英国のEU離脱に伴い、英仏海峡に浮かぶジャージー島など英領チャンネル諸島周辺海域でEU船籍の漁船が操業するには許可証が必要になった。これまでに仏漁船に付与された許可証は210件ほどで、240件の申請が却下または審査中となっている。仏側は英国の対応は英EUの貿易協定に違反していると主張し、英側が迅速に許可証を付与しない場合、11月2日から◇英国からの輸入品に対する通関手続きの厳格化◇仏国内の漁港での海産物の荷揚げ禁止◇英国漁船に対する保安検査の強化――などの措置を講じると通告した。

英国はこれに対し、EU船舶からの申請の98%を承認していると反論。10月末に英国の漁船が仏当局に拿捕されたことで態度を硬化させ、フランスの対応こそ貿易協定に違反すると非難し、仏側が制裁を発動すれば協定に定められた紛争解決手続きを検討すると表明していた。

マクロン仏大統領とジョンソン英首相は10月31日、主要20カ国・地域(G20 )首脳会議が開催されたローマで会談し、漁業問題について話し合ったが、協議は不調に終わった。1日には両国政府に加え、ジャージー島自治政府と欧州委員会の関係者が事態打開に向けて協議したが、ここでも結論は出なかった。期限が迫る中、マクロン氏は同日、協議が継続していることを理由に、2日の制裁発動を見送ると発表。4日にはフランスのボーヌ欧州問題担当相とEU離脱問題を担当する英国のフロスト内閣府担当相がパリで会談し、話し合いが続いている間は制裁を発動しない方針を確認し、8日以降に改めて協議することで合意した。
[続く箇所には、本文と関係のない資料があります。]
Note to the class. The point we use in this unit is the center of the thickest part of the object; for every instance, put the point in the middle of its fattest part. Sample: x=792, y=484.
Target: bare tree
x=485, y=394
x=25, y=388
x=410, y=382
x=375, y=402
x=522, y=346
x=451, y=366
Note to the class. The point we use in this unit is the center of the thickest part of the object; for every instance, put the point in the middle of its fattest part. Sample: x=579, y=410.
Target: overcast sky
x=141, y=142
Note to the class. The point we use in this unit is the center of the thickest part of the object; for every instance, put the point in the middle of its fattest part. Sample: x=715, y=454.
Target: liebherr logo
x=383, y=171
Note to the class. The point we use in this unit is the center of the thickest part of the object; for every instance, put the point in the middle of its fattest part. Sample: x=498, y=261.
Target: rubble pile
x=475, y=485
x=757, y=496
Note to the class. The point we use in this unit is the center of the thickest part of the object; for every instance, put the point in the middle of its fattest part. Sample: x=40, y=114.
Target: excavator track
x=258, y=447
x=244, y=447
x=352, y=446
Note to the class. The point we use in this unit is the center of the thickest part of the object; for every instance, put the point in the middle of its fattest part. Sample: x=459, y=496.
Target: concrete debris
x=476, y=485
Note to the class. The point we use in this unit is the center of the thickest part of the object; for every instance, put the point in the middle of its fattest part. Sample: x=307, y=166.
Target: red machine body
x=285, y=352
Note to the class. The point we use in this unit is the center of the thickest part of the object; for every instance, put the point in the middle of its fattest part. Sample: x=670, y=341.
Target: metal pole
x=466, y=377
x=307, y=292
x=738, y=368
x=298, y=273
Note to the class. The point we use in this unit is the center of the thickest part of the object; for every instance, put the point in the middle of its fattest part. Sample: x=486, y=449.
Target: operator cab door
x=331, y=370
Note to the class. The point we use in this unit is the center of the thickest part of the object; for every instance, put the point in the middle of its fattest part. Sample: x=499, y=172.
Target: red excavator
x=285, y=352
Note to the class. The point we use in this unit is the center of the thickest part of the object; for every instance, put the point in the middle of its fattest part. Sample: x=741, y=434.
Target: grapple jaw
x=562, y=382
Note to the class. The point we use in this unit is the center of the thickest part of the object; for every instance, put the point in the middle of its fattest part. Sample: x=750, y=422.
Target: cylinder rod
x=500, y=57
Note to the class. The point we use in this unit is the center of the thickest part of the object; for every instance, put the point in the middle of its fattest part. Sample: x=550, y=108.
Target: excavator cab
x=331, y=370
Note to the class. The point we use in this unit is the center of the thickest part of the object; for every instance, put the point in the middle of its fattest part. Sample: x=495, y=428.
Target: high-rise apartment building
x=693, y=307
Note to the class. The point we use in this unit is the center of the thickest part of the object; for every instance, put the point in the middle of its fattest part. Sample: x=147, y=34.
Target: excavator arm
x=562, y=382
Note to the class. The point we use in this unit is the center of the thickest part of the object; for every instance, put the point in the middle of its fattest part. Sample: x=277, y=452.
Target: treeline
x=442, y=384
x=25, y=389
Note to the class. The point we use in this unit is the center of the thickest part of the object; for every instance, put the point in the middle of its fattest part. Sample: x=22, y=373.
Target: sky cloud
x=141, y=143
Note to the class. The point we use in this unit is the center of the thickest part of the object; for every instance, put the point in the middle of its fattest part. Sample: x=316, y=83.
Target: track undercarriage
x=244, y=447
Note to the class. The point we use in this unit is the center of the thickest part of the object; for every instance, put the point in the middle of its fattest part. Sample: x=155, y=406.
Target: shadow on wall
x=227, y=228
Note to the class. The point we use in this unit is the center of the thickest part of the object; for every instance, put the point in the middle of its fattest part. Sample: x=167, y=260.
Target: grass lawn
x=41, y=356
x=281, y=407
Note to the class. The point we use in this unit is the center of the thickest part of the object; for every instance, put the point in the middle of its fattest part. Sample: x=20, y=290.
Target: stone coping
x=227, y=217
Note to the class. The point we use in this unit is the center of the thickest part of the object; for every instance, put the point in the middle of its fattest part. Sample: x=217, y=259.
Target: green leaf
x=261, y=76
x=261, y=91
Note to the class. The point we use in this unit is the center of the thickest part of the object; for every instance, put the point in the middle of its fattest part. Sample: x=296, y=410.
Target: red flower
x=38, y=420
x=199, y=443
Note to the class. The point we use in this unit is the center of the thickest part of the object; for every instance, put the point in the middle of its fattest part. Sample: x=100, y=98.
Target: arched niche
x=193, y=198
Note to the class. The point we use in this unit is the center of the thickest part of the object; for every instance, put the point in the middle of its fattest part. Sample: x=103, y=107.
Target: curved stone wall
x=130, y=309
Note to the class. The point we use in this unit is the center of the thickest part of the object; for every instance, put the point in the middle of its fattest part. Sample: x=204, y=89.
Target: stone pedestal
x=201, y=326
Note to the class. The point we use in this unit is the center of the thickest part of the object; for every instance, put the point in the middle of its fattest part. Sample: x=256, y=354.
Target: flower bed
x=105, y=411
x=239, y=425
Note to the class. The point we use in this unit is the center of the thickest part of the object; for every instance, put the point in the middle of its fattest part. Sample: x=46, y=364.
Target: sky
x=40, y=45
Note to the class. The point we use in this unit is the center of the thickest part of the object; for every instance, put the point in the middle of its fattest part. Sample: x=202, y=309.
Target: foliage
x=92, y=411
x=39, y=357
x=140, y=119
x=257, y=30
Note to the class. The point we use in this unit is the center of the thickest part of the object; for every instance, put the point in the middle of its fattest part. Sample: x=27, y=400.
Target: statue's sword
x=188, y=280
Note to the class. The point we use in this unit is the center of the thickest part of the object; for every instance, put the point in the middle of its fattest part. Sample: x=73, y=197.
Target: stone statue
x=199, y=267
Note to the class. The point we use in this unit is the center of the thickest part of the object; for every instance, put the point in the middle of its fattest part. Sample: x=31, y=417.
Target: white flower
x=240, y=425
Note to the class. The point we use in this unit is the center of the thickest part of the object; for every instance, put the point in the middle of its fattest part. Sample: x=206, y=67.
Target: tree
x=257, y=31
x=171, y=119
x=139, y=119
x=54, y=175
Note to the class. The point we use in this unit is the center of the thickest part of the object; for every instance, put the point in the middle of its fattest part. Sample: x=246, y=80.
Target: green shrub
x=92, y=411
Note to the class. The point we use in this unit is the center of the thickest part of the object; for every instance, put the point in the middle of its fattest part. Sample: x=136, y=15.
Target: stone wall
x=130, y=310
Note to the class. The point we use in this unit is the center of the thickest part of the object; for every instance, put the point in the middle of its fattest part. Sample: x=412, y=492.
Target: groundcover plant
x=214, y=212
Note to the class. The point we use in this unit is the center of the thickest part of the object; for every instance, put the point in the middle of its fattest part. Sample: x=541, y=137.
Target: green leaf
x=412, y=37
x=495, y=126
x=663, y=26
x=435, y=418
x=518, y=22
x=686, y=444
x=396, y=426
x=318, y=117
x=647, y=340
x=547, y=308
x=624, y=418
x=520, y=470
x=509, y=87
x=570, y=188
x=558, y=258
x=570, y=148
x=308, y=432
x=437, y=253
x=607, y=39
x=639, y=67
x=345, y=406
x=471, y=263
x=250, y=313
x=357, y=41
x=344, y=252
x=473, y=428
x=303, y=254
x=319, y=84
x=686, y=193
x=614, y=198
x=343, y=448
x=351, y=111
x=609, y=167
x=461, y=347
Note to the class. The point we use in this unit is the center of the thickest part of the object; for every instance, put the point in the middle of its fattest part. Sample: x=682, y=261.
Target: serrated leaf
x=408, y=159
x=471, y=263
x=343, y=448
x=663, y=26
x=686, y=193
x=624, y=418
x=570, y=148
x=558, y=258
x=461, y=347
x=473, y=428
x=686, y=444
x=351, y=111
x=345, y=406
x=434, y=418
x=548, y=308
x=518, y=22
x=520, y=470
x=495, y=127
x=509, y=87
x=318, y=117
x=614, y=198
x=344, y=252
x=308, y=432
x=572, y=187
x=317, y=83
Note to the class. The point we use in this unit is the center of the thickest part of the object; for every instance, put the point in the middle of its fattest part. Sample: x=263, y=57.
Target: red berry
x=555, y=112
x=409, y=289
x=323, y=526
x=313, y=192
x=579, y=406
フランスが制裁発動を見送ったことで最悪の事態はひとまず回避されたが、マクロン氏は大統領選挙を来年4月に控えており、再選に向けて安易な妥協はできない。一方、英国はEUとの間で北アイルランドの通商ルールを巡る対立が続いており、漁業紛争を交渉材料として利用したい思惑がある。こうした事情から今後の協議は難航が予想される。